The method we’re currently evaluating is to track memory via the fixed_heap monitor, and take appropriate action to slow memory growth based on the pressure reported by that monitor. As istio-proxy runs with multiple processes inside it, it can be difficult to determine the correct value at which to set the max heap size. If we set it too low, we leave resources on the table and prematurely throttle. Worse, if we set it too high, we risk envoy and the container being OOM killed before our throttling kicks in at all.

Linux has a feature called Pressure Stall Information (or “PSI” for short) that quantifies overcommitted resources (including CPU, memory, and I/O) in terms of how long processes are stalled waiting for those resources. This PSI, as you can see, is also available per cgroup in cgroup v2. Having a resource monitor that tracks this memory pressure would allow us to dynamically understand when we’re approaching a memory threshold for the container rather than setting static thresholds and hoping they’re correct.

I understand adding a new resource monitor, especially one that has dependencies on something as specific as cgroup v2, will likely require discussion, even before design and implementation, so I wanted to open this issue to begin that discussion of whether the community would be open to adding this as a resource monitor in Envoy.

tyxia commented 1 month ago

add @nezdolik and @KBaichoo , as domain/code owner

nezdolik commented 1 month ago

This sounds like a useful feature (which will not be available for Osx users). What would be the reasonable action for Envoy process/new resource monitor if another process within container/VM is consuming too much memory? When using this PSI stat one cannot deduce which exact process is causing memory stall for other processes, correct? Also, please get familiar with our extension policy: https://github.com/envoyproxy/envoy/blob/main/EXTENSION_POLICY.md#adding-new-extensions

ryansmick commented 1 month ago

Correct, the PSI stats don't distinguish between processes, so you don't know which process is stalled or which process is causing the stall. But with that said, I think in a lot of cases where resources are shared, which process is causing the stall is open to interpretation. It depends on how much memory you expect each process to be using.

Personally, in our use-case envoy is the main driver of memory growth, and specifically upstream and downstream connections. The other process in the cgroup uses a relatively static amount of memory. So we would set our overload actions to limit envoys memory growth, perhaps using stop_accepting_connections or a similar action. That way, we could continue to accept requests on the connections we do have, while limiting new connections in an attempt to prevent envoy from being OOM killed.

For non-istio users, they likely have a bit more freedom: they could split processes into separate cgroups to get PSI stats for individual processes, they could implement the equivalent of overload manager in their other processes to also take action as processes begin to stall on memory, etc. Since resource monitors are decoupled from the overload actions, users have flexibility in terms of the policies they apply during overload.

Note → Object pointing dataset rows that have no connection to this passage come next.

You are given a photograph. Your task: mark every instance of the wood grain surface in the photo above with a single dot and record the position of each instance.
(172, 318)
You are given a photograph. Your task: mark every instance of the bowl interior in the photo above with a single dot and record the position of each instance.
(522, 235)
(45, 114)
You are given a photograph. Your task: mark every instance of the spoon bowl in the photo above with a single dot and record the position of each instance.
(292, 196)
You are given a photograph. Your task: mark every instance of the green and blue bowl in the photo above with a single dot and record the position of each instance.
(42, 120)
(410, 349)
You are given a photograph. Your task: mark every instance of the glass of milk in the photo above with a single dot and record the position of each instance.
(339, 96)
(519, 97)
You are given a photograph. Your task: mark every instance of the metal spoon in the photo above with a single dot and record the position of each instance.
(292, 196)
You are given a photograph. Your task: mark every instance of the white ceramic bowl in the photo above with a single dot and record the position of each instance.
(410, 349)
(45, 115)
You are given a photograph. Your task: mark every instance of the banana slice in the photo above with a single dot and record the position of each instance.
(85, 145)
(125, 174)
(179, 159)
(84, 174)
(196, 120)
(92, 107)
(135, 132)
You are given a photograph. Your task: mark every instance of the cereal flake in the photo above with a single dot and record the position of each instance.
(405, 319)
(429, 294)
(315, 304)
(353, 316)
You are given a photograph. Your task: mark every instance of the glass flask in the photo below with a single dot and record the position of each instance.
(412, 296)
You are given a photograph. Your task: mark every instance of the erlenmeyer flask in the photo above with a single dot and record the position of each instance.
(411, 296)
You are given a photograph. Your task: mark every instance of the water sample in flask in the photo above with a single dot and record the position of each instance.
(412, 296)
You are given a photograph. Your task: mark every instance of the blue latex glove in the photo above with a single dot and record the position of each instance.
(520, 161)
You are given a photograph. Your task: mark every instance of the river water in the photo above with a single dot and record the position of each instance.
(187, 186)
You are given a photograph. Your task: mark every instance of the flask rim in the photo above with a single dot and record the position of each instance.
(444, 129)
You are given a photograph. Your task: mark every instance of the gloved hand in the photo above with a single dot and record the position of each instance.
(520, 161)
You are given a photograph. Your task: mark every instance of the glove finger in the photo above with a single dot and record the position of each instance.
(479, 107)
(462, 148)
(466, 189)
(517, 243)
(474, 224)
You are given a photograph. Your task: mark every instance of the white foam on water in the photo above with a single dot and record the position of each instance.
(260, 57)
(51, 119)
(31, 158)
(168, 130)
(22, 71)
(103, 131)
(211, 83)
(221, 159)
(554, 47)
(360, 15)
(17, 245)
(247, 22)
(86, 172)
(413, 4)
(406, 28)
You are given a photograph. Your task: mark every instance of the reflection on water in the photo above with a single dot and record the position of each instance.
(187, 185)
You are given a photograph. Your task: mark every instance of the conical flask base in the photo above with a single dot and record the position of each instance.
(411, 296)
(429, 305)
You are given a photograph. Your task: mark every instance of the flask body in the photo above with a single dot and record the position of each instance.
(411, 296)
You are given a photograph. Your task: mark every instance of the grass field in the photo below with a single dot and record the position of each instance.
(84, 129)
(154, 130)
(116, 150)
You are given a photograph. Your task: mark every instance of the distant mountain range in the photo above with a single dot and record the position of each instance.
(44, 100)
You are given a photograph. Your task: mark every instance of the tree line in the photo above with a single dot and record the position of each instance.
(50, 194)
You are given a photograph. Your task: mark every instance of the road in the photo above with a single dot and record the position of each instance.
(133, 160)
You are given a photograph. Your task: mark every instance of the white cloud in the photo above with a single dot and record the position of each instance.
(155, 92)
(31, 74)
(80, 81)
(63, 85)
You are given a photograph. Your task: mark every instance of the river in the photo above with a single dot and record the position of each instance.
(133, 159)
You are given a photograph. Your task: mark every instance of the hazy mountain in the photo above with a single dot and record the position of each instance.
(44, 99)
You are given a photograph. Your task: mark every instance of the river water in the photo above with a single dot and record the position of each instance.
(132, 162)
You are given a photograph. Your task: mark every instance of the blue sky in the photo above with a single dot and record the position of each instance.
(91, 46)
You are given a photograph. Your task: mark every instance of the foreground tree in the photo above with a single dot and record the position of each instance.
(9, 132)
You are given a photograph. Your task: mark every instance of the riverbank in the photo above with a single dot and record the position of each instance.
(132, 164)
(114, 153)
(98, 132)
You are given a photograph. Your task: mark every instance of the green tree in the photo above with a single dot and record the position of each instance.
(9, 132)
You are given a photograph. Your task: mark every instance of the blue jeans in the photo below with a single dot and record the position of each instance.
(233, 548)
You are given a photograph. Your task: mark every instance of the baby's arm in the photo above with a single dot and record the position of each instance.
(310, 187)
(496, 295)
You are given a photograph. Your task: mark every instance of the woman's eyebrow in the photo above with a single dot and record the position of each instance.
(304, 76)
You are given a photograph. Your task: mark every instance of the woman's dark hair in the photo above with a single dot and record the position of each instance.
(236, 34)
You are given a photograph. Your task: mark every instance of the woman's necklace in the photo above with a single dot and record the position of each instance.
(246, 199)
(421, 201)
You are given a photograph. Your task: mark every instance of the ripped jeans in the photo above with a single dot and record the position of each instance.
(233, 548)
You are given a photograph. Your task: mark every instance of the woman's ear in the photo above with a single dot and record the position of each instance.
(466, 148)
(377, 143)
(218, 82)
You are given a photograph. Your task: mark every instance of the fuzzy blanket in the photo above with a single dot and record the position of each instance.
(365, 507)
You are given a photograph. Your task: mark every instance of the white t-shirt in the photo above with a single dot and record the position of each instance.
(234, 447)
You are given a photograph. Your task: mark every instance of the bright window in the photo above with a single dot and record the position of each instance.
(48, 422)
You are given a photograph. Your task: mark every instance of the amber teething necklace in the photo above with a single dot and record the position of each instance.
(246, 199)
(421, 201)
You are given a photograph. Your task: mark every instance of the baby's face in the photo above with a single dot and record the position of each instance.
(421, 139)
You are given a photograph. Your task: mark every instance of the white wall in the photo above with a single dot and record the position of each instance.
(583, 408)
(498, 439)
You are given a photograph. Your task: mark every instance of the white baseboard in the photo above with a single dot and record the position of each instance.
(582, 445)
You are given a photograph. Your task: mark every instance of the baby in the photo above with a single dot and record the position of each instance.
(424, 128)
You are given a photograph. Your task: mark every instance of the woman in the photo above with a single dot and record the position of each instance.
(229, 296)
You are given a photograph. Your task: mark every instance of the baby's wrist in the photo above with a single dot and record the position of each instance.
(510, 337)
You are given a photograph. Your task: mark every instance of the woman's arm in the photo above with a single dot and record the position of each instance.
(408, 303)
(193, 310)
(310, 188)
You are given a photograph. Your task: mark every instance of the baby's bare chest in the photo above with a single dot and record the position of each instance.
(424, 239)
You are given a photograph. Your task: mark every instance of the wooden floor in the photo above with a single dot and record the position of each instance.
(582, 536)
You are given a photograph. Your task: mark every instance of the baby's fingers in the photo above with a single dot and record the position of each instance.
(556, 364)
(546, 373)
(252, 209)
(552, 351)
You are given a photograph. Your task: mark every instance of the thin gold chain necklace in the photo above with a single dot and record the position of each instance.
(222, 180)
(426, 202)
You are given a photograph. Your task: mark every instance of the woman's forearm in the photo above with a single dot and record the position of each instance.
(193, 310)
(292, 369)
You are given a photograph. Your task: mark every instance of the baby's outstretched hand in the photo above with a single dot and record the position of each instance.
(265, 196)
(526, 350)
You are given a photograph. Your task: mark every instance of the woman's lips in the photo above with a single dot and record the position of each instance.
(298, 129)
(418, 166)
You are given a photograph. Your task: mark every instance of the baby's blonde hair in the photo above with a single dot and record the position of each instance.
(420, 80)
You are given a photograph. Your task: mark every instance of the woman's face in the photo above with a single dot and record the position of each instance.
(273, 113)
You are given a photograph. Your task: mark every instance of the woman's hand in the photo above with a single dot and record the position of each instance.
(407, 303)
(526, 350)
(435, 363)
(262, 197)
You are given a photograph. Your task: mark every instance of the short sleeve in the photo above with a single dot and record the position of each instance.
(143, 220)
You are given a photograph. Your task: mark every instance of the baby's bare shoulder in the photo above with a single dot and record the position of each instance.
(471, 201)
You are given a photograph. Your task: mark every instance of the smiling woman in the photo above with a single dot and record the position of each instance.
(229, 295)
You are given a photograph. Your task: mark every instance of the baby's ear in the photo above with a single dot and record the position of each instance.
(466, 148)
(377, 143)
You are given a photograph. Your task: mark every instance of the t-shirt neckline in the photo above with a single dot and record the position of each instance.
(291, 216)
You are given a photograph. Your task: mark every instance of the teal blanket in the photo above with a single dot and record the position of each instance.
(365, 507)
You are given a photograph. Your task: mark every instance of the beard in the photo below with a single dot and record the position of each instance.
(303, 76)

KBaichoo commented 4 weeks ago

Can you help me understand exactly when a task would end up stalling on memory from the PSI interface? e.g. does this mean swap kicks? OOM killer kicks in? the task is blocked by page faulting?

it can be difficult to determine the correct value at which to set the max heap size. If we set it too low, we leave resources on the table and prematurely throttle. Worse, if we set it too high, we risk envoy and the container being OOM killed before our throttling kicks in at all.

What if you instead created a cgroup based heap monitor that would dynamically adjust to the resources provides to the group -- by reading the value itself and providing some fixed percent of that allocated for envoy to react.

I'm not an expert in memory PSI, a downsides I see is the following: the granularity seems to be avg 10, 60 and 300 seconds which might be too coarse for sharp spikes in resource usage

100% agree that the fixed heap monitor is lacking for some usecases :)

ryansmick commented 3 weeks ago

Thanks for the discussion @KBaichoo !

Can you help me understand exactly when a task would end up stalling on memory from the PSI interface?

From this LWN article and this LWN article, the PSI interface tracks the amount of time tasks are stalled because the CPU is doing housekeeping of memory rather than productive work on the task. From what I've read in these articles and others, this housekeeping primarily entails page refaults, meaning that a page is dropped from physical memory due to memory pressure (and put in swap space or just written back to disk in the case of a file-backed page) and then quickly faulted back into physical memory because it's needed by a task.

What if you instead created a cgroup based heap monitor that would dynamically adjust to the resources provides to the group -- by reading the value itself and providing some fixed percent of that allocated for envoy to react.

I think this would definitely be useful for envoy users, especially those that are not running cgroup v2 and don't even have the option to use PSI. The reason I think PSI may be a superior option for cgroup v2 users is because with PSI you actually get quantitative metrics on the memory pressure the system/cgroup is experiencing. If we just look at the cgroup limit and have envoy react at some percentage of that, it would require load testing to ensure we aren't setting the reaction threshold too low (thus leaving resources unused) or too high (thus seeing significant stalls/latency impact before we react). I think using PSI will help cut down on the up-front load testing requirements as it actually tracks the stalls; users just have to decide how much stalling they're willing to accept before reacting.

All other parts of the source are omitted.